Labour MPs applauded for powerful speeches on antisemitism

Sienna Rodgers

Backbench Labour MPs made emotional speeches during an antisemitism debate in the House of Commons yesterday.

Luciana Berger, Ruth Smeeth, Louise Ellman, John Mann and Margaret Hodge were amongst the MPs who have been praised for their powerful contributions to the parliamentary debate.

Luciana Berger told MPs she has been accused of being a “paid-up Israeli operative” and “Tel Aviv’s servant”, called an “absolute parasite” and told to “get out of the country and go back to Israel”.

She said: “My party urgently needs to address this issue publicly and consistently. We need to expel those people from our ranks that hold these views – including Ken Livingstone.

“We have a duty to the next generation. Denial is not an option.

“Prevarication is not an option. Being a bystander who turns the other way is not an option. The time for action is now. Enough really is enough.”

The MP for Liverpool Wavertree also called for Ken Livingstone, whose membership is currently suspended, to be expelled from the party.

Ruth Smeeth read out abuse she has received online, including “Hang yourself, you vile, treacherous, Zionist, Tory filth”, “#JC4PM deselect Ruth Smeeth ASAP, poke the pig” and “the gallows would be a fine and fitting place for this dyke piece of Yid shit to swing from”.

She pointed to those willing to “downplay the problem.. to cry smear, to say we are weaponising antisemitism”.

The MP for Stoke-on-Trent North said: “Weaponising antisemitism? My family came to this country fleeing the pogroms in the 19th century. Of our relatives who stayed in Europe, none survived.

“We know what antisemitism is, we know where it leads. How dare these people suggest that we trifle with something so dangerous, so toxic, so formative to our lives and those of our families?”

Luciana Berger and Ruth Smeeth were applauded by MPs following their speeches. Clapping is normally banned in the Chamber.
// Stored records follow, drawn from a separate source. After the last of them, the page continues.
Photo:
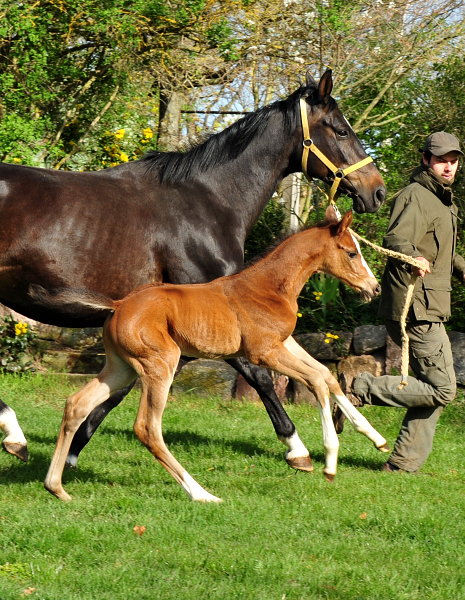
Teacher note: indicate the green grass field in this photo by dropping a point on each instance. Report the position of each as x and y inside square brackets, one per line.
[278, 535]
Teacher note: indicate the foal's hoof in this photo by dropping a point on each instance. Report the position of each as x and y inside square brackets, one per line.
[301, 463]
[383, 448]
[16, 449]
[329, 477]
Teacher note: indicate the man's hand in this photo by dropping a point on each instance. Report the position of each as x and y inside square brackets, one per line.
[421, 272]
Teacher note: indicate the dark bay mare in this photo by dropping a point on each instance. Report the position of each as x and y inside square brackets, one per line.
[169, 217]
[252, 313]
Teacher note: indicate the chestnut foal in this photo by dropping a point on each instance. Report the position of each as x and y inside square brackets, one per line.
[251, 314]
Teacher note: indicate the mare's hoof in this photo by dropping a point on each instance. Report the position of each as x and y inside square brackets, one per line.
[16, 449]
[301, 463]
[383, 448]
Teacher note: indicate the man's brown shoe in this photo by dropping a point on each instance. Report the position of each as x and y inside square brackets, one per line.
[390, 468]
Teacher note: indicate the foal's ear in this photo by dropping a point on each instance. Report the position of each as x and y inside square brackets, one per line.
[331, 216]
[309, 80]
[325, 86]
[345, 223]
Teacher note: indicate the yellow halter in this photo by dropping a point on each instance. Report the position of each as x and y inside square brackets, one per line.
[310, 146]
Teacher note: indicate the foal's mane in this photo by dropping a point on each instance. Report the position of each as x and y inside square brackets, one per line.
[220, 148]
[278, 241]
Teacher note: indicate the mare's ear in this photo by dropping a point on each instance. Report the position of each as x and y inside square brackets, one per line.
[345, 223]
[325, 86]
[309, 80]
[331, 217]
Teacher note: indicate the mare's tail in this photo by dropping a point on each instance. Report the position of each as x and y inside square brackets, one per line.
[59, 297]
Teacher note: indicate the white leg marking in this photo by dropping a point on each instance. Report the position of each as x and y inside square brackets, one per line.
[359, 422]
[10, 426]
[296, 448]
[330, 440]
[195, 491]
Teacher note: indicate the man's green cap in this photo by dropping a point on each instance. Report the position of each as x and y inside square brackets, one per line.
[441, 143]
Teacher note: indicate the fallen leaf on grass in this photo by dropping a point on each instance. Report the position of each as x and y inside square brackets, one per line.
[139, 530]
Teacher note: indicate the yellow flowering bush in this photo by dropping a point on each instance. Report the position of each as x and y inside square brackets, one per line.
[15, 340]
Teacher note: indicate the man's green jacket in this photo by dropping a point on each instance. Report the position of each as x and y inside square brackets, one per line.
[423, 223]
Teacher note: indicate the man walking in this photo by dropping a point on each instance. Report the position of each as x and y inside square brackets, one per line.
[423, 225]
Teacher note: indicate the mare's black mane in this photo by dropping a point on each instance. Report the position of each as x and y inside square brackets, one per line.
[220, 148]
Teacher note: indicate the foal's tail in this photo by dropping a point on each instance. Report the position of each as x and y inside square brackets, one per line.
[59, 297]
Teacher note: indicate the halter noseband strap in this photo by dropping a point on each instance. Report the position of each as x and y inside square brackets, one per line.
[310, 146]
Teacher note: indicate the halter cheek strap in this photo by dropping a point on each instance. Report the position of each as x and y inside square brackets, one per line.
[309, 146]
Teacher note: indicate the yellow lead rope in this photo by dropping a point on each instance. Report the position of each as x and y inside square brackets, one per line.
[408, 299]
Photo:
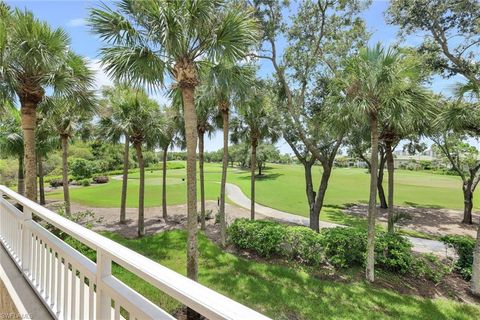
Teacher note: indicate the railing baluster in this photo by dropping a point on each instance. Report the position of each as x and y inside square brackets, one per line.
[65, 288]
[91, 301]
[59, 284]
[73, 298]
[117, 310]
[104, 269]
[47, 275]
[81, 290]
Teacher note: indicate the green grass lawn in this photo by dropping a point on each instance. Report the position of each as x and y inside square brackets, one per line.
[278, 291]
[282, 187]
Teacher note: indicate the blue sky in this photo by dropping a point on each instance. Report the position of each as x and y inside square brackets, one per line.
[71, 15]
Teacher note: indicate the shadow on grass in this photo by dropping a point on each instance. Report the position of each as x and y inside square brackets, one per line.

John Mann, chair of the all-party group on antisemitism, said his wife had been “threatened with rape” and sent a dead bird through the post.

Jeremy Corbyn has been criticised for choosing not to speak in the debate and leaving the Chamber early, missing a number of key speeches.

Deputy leader Tom Watson chose to sit on the backbenches, between Berger and Smeeth, rather than in his usual frontbench seat.